Nairobi residents to experience water rationing despite overflowing dams
Nairobi Water explains why residents are experiencing rationing despite overflowing dams
In a statement on Tuesday, November 28, Nairobi Water Managing Director Nahashon Muguna said that dams that supply water to Nairobi were overflowing.
However, the company has to first treat the water from the dams before it gets to the taps.
“The water has to go through our water treatment plants that have a maximum production capacity of 525.6 million litres per day, against a demand of 870 million litres,” explained Muguna.
Nairobi City County draws water from four primary sources: Kikuyu Springs, Ruiru, Sasumua, and Thika Dams. The treatment process occurs at Ngethu, Sasumua, Kabete, and Kikuyu Water Treatment Works, each with its respective production capacity.
The total daily maximum design production capacity stands at 525.6 million litres, falling short of the city's daily demand.
Even with dams overflowing, the water supply remains confined to the installed production capacity—a key constraint in meeting the city's increasing water needs.
Consequently, Nairobi Water is compelled to maintain water rationing in the city, employing an equitable water distribution program.
According to the managing director, the goal is to ensure each customer receives water at least once a week.
To address this gap, the National and County Governments, through the Athi Water Works Development Agency (AWWDA), are working on the Northern Collector Tunnel Phase I Water Project.

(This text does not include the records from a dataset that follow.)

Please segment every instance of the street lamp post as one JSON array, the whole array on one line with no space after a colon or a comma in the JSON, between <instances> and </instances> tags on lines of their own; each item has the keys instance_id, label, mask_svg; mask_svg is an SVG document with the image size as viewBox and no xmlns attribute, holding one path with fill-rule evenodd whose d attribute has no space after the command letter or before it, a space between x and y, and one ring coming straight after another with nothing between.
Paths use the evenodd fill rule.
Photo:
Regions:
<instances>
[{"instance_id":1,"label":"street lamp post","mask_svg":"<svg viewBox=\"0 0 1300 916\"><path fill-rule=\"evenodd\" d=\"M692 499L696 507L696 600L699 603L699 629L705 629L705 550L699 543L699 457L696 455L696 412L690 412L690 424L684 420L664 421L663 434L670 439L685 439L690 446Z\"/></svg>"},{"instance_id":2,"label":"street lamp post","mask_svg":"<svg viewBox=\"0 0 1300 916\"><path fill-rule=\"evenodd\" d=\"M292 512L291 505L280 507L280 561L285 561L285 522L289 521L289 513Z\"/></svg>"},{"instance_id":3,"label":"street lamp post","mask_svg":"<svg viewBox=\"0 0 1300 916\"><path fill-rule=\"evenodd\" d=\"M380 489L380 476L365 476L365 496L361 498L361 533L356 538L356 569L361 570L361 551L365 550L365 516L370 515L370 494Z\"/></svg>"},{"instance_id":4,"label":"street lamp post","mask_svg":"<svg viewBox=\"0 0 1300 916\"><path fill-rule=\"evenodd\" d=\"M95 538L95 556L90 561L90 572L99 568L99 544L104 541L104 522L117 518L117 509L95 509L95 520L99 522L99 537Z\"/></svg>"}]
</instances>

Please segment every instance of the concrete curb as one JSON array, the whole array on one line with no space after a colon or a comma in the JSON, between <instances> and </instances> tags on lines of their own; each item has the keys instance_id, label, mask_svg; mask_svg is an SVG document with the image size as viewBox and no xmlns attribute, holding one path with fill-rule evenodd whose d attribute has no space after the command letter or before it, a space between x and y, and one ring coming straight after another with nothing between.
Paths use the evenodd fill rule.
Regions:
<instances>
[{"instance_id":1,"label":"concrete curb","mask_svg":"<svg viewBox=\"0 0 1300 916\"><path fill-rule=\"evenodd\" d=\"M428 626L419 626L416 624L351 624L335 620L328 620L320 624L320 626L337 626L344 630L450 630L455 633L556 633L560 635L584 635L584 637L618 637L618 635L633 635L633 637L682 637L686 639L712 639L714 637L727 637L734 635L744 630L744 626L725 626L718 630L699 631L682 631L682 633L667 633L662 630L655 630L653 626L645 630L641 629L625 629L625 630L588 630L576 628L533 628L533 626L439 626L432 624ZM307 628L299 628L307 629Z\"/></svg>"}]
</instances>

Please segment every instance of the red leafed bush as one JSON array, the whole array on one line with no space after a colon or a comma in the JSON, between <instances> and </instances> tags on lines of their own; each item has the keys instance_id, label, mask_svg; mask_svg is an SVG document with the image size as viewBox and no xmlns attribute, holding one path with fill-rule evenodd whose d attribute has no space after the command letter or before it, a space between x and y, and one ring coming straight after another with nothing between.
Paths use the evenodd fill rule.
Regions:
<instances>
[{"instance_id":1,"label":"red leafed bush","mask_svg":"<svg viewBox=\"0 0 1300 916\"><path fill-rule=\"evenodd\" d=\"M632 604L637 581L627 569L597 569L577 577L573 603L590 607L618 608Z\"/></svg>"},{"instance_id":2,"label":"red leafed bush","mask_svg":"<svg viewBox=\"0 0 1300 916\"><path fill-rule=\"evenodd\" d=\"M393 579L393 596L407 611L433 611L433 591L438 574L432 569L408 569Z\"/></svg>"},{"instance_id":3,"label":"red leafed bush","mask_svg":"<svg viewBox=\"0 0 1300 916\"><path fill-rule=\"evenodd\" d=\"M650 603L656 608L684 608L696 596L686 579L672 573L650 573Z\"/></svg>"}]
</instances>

Expected to be commissioned in March 2024, this initiative aims to deliver an additional 140 million litres of water to Nairobi daily.
Furthermore, the Karemenu Dam Water Project, nearing completion, anticipates providing 23 million litres of water per day to the city by the end of 2023.
The collective impact of these projects is envisioned to elevate water distribution, ensuring every customer receives water at least thrice a week.
In a bid to fortify Nairobi's water infrastructure, the city and national governments have secured funding amounting to $100 million for the development of the Northern Collector Tunnel Phase II Project in Murang'a.
This project, slated for completion by 2026, aims to bring an additional 120 million litres of water per day to Nairobi.
Additionally, the imminent completion of the Maragua IV dam through Public-Private Partnerships in 2028 promises to augment the city's water supply by 130 million litres per day.